Company USA
Technology
The manufacturing process itself is an adaptation of the gas phase condensation method covered by proprietary trade secrets and other key intellectual property. Metal is vaporized using resistance heat at a temperature beyond the boiling point of the material, until a sufficient rate of vaporization is achieved.

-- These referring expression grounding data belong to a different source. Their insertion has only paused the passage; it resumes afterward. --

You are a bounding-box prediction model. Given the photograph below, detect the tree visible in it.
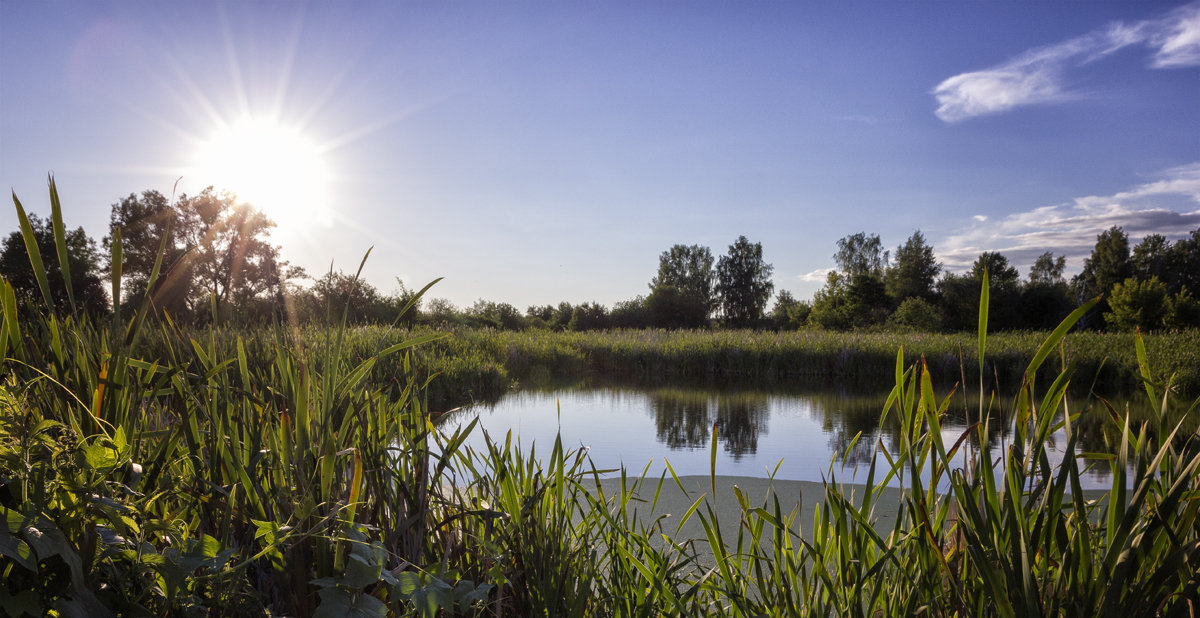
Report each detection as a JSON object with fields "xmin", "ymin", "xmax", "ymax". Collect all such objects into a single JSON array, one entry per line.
[
  {"xmin": 889, "ymin": 297, "xmax": 943, "ymax": 332},
  {"xmin": 104, "ymin": 187, "xmax": 302, "ymax": 322},
  {"xmin": 1073, "ymin": 226, "xmax": 1131, "ymax": 329},
  {"xmin": 885, "ymin": 230, "xmax": 941, "ymax": 303},
  {"xmin": 835, "ymin": 232, "xmax": 888, "ymax": 278},
  {"xmin": 970, "ymin": 252, "xmax": 1021, "ymax": 330},
  {"xmin": 1027, "ymin": 251, "xmax": 1066, "ymax": 286},
  {"xmin": 648, "ymin": 244, "xmax": 714, "ymax": 327},
  {"xmin": 568, "ymin": 302, "xmax": 609, "ymax": 331},
  {"xmin": 647, "ymin": 285, "xmax": 705, "ymax": 329},
  {"xmin": 103, "ymin": 190, "xmax": 193, "ymax": 316},
  {"xmin": 1166, "ymin": 287, "xmax": 1200, "ymax": 329},
  {"xmin": 1022, "ymin": 252, "xmax": 1073, "ymax": 330},
  {"xmin": 1131, "ymin": 234, "xmax": 1171, "ymax": 283},
  {"xmin": 1105, "ymin": 276, "xmax": 1169, "ymax": 331},
  {"xmin": 810, "ymin": 271, "xmax": 854, "ymax": 330},
  {"xmin": 813, "ymin": 232, "xmax": 889, "ymax": 329},
  {"xmin": 0, "ymin": 213, "xmax": 107, "ymax": 317},
  {"xmin": 610, "ymin": 296, "xmax": 651, "ymax": 329},
  {"xmin": 467, "ymin": 300, "xmax": 525, "ymax": 330},
  {"xmin": 936, "ymin": 271, "xmax": 978, "ymax": 332},
  {"xmin": 770, "ymin": 290, "xmax": 807, "ymax": 330},
  {"xmin": 715, "ymin": 236, "xmax": 774, "ymax": 327},
  {"xmin": 1165, "ymin": 228, "xmax": 1200, "ymax": 294},
  {"xmin": 305, "ymin": 270, "xmax": 382, "ymax": 324},
  {"xmin": 936, "ymin": 252, "xmax": 1022, "ymax": 332}
]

Through automated computer control of the metal flux, chamber pressure, temperature and gas flow, metal and metal alloy nanoparticles are manufactured with the desired size and particle distribution. The resistance heated vapor condensation method provides the best quality metal and metal alloy nanoparticles with the lowest level of agglomeration and fewest impurities in the marketplace. This method is the clear choice for low-cost commercial production of uniform, reproducible, metal and metal alloy nanoparticles.
Intellectual Property
The patent for the metal and metal alloy nanoparticles production method was allowed and includes seventy-three broad claims on the manufacturing process. Additional patent applications have been filed covering composition of nano alloys, unique dispersions, several commercial devices (battery, fuel cell, solar and hydrogen generation), and other clean-energy applications enabled by the use of nanomaterials.
Competing Technologies
Nanoscale materials were first created in the 1970's using the gas phase condensation method. Today, there are dozens of processes for producing nano materials worldwide. These processes include chemical vapor deposition, physical vapor deposition, reactive sputtering, laser pyrolysis, plasma gun spray conversion, mechanical alloying, grinding and sol gel. Most of these processes are relatively expensive and require sophisticated and complex equipment and labor intensive maintenance. In addition, these methods result in products with inconsistent particle size, distribution, shape and impurities with little ability to scale up to commercial quantities at reasonable prices.
The company's Process
The patented process is fully automated, operates 24/7, requires no supervision and little down time for reactor maintenance. Unlike competitive processes, the company have literally removed the potential for human error and expensive labor from the manufacturing equation.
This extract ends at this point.